In Power v The Queen[5] it was said the legislative intention with respect to parole is to:
… provide for mitigation of the punishment of the prisoner in favour of his rehabilitation through conditional freedom, when appropriate, once the prisoner has served the minimum time that a judge determines justice requires that he must serve having regard to all the circumstances of his offence.
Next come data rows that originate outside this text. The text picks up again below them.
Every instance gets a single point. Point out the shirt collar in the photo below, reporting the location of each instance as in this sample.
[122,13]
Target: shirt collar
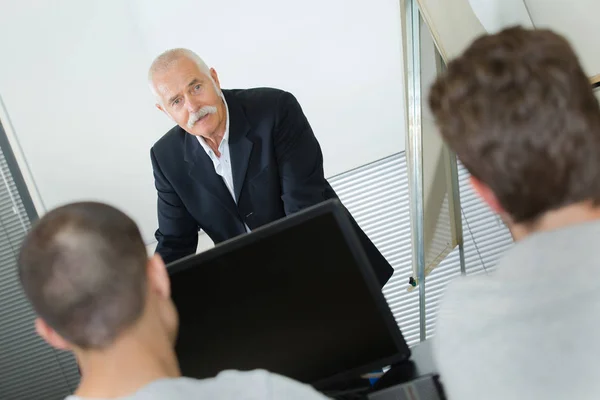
[225,139]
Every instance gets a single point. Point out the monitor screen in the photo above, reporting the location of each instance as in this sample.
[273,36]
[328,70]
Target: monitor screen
[296,297]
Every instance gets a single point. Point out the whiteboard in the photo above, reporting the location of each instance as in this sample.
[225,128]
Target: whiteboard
[73,79]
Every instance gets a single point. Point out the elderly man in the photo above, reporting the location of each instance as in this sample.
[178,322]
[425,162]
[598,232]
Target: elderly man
[520,113]
[237,159]
[85,270]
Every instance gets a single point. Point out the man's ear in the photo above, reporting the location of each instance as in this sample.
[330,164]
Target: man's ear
[158,278]
[50,335]
[487,195]
[215,77]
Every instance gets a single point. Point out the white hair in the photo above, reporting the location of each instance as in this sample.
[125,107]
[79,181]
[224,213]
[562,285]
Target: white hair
[166,60]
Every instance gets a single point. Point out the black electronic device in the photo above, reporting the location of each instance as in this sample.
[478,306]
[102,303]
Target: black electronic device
[297,297]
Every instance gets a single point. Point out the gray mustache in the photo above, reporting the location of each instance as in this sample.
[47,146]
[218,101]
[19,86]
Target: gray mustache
[204,111]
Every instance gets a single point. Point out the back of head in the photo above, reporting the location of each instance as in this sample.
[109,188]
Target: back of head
[520,113]
[83,267]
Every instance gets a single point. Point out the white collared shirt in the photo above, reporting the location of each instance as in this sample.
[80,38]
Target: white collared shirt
[222,164]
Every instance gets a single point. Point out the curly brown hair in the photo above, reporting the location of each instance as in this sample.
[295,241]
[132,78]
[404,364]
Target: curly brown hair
[519,111]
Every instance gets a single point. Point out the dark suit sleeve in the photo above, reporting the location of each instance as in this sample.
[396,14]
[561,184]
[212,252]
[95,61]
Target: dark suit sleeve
[299,157]
[300,162]
[177,233]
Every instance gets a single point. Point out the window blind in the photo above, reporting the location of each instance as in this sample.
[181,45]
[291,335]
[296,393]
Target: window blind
[377,196]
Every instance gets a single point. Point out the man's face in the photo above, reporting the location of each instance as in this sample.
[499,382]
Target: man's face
[191,98]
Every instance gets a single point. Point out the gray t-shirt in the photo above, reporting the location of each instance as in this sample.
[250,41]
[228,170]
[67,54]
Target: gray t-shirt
[530,329]
[251,385]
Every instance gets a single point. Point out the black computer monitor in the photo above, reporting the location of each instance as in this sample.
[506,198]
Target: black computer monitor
[297,297]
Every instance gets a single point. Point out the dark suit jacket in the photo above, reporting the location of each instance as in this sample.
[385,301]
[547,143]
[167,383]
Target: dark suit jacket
[277,168]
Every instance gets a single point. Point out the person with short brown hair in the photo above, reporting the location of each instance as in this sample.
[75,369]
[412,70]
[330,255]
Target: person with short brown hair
[518,110]
[85,270]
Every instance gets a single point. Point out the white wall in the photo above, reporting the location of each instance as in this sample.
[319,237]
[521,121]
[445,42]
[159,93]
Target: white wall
[73,78]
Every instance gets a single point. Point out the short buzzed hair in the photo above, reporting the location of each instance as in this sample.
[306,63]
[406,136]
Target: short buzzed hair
[83,267]
[520,113]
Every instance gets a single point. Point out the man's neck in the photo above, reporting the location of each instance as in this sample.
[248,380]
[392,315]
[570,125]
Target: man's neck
[214,142]
[128,365]
[552,220]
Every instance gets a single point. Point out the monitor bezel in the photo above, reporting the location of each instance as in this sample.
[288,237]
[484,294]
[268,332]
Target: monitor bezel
[341,216]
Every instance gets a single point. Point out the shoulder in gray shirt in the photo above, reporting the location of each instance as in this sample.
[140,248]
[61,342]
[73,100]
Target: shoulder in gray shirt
[529,330]
[252,385]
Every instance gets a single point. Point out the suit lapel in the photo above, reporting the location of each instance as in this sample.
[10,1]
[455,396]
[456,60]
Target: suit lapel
[240,147]
[202,170]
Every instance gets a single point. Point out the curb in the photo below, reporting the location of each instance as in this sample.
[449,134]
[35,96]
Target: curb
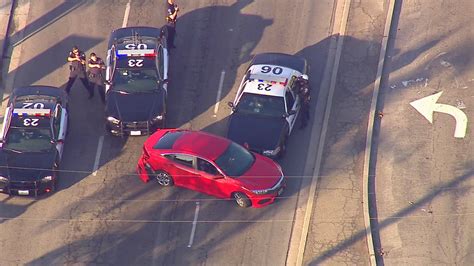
[370,133]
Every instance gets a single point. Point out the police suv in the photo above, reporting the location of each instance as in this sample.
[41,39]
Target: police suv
[136,81]
[266,106]
[32,139]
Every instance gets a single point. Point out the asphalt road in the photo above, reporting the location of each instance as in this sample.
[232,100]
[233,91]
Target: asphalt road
[425,176]
[110,217]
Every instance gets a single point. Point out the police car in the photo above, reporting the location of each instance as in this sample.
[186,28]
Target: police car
[266,106]
[136,81]
[34,129]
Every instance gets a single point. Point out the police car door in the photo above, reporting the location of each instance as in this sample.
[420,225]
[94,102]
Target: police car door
[109,67]
[6,123]
[291,105]
[60,128]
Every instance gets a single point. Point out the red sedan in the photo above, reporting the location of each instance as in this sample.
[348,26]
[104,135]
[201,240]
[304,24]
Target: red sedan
[210,164]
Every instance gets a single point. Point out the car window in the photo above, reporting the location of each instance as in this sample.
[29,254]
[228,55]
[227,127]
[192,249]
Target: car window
[266,105]
[235,160]
[135,80]
[57,121]
[207,167]
[28,139]
[289,100]
[161,63]
[182,159]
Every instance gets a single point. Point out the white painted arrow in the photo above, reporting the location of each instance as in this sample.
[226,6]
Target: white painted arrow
[427,106]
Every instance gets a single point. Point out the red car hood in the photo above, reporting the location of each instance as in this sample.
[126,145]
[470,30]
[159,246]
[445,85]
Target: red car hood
[263,174]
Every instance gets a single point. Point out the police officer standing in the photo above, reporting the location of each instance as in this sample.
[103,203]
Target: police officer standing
[304,92]
[96,65]
[171,17]
[77,60]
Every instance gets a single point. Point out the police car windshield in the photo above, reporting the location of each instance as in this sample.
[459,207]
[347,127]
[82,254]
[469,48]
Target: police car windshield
[25,139]
[266,105]
[235,160]
[135,80]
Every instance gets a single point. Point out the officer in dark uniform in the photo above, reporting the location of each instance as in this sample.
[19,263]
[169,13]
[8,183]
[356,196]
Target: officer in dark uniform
[304,92]
[77,60]
[96,65]
[171,17]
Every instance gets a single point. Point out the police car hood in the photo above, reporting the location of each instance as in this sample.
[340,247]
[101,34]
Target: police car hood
[26,166]
[135,106]
[259,132]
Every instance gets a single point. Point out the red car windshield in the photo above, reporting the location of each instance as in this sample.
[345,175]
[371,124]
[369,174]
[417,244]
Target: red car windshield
[235,161]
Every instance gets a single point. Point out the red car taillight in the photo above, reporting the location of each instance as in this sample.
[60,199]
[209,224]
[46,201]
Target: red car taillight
[146,155]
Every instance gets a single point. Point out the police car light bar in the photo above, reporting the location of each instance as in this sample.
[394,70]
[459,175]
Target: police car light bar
[31,112]
[134,52]
[271,81]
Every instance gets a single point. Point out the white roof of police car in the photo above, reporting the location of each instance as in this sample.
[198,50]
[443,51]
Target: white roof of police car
[276,89]
[256,71]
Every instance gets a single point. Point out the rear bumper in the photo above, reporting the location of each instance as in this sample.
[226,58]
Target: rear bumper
[139,128]
[34,188]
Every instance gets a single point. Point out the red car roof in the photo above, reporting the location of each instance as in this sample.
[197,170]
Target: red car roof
[202,144]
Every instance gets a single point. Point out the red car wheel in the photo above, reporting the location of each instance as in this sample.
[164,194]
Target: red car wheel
[242,200]
[164,179]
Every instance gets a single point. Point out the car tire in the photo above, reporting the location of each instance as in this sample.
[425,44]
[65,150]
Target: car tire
[164,179]
[241,199]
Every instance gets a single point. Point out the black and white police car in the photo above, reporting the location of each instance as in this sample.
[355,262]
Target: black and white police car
[266,106]
[34,129]
[136,78]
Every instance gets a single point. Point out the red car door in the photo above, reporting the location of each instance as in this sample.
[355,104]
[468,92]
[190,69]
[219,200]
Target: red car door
[211,182]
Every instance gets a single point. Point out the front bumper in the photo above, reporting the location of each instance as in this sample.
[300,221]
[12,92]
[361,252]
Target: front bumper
[134,128]
[262,200]
[27,188]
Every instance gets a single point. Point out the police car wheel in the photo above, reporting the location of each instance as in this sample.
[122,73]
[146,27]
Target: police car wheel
[241,199]
[282,148]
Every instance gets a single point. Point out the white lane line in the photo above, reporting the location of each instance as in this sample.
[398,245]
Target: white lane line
[193,230]
[125,16]
[322,138]
[97,155]
[219,92]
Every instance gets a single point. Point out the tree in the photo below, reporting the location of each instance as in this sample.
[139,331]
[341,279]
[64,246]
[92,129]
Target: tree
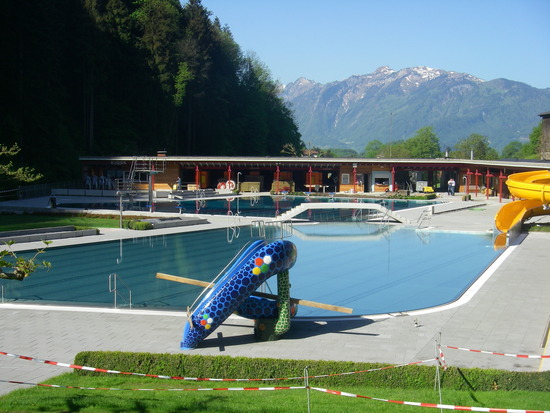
[531,150]
[10,174]
[372,149]
[479,144]
[425,144]
[512,150]
[20,268]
As was observed in JF v The Queen[6], a useful summary of the relevant principles and factors generally applied when setting the non-parole period is provided in Fox and Freiberg’s sentencing text[7] as follows (footnotes omitted):
The non-parole period must be proportionate to the head sentence and to the gravity of the crime. Proportionality cannot be reduced to a mathematical formula and will depend upon the circumstances of the case and subject to the judicial discretion. As a general rule there should not be too great a disparity between the head sentence and the non-parole period. In the absence of statutory authority, there is no usual or fixed rule regarding the relationship between the head sentence and the non-parole period and the length of the period on parole is a matter of discretion that will depend upon all of the circumstances of the case including the offender’s prospects of rehabilitation, age (both young and old), criminal record and past parole history, and protection of the community. Because some of these circumstances are personal to the offender, there may be more scope for variation in the length of non-parole periods than there may be in setting head sentences…
In the present case the appellant’s prospects for rehabilitation were poor. However, he was relatively young and he had not had the opportunity of undertaking relevant rehabilitation programs, particularly directed towards his problems with alcohol, cannabis and anger management. He had indicated a willingness to undertake appropriate rehabilitation. He had by his attendance at court for sentencing provided a limited demonstration of his willingness to comply with court orders. As the learned sentencing Judge observed the Parole Board would, at the time of considering a grant of parole, be in a better position to ascertain what is needed in relation to any rehabilitative or other programs than her Honour.
No specific reason was provided by her Honour before imposing a non-parole period well beyond the minimum required by statute. In my opinion the non-parole period was, in all the circumstances, manifestly excessive.
I allow the appeal. I set a new non-parole period of one year and eight months. The sentence is otherwise untouched.
[1]Sentencing Act s 53(2)
[2]Sentencing Act s 54(1)
[3]Power v The Queen (1974) 131 CLR 623 at 629; JF v The Queen [2017] NTCCA 1
[4] The Queen v Shrestha (1991) 173 CLR 48 at 67-69
[5](1974) 131 CLR 623 at 629 per Barwick CJ, Menzies, Stephen and Mason JJ; confirmed in R v Bugmy (1990) 169 CLR 525 at 536.
[6] JF v the Queen [2017] NTCCA 1 at [62].
[7] Fox and Freiberg, Sentencing: State and Federal Law in Victoria (Thomson Reuters, 3rd ed, 2014) at 859.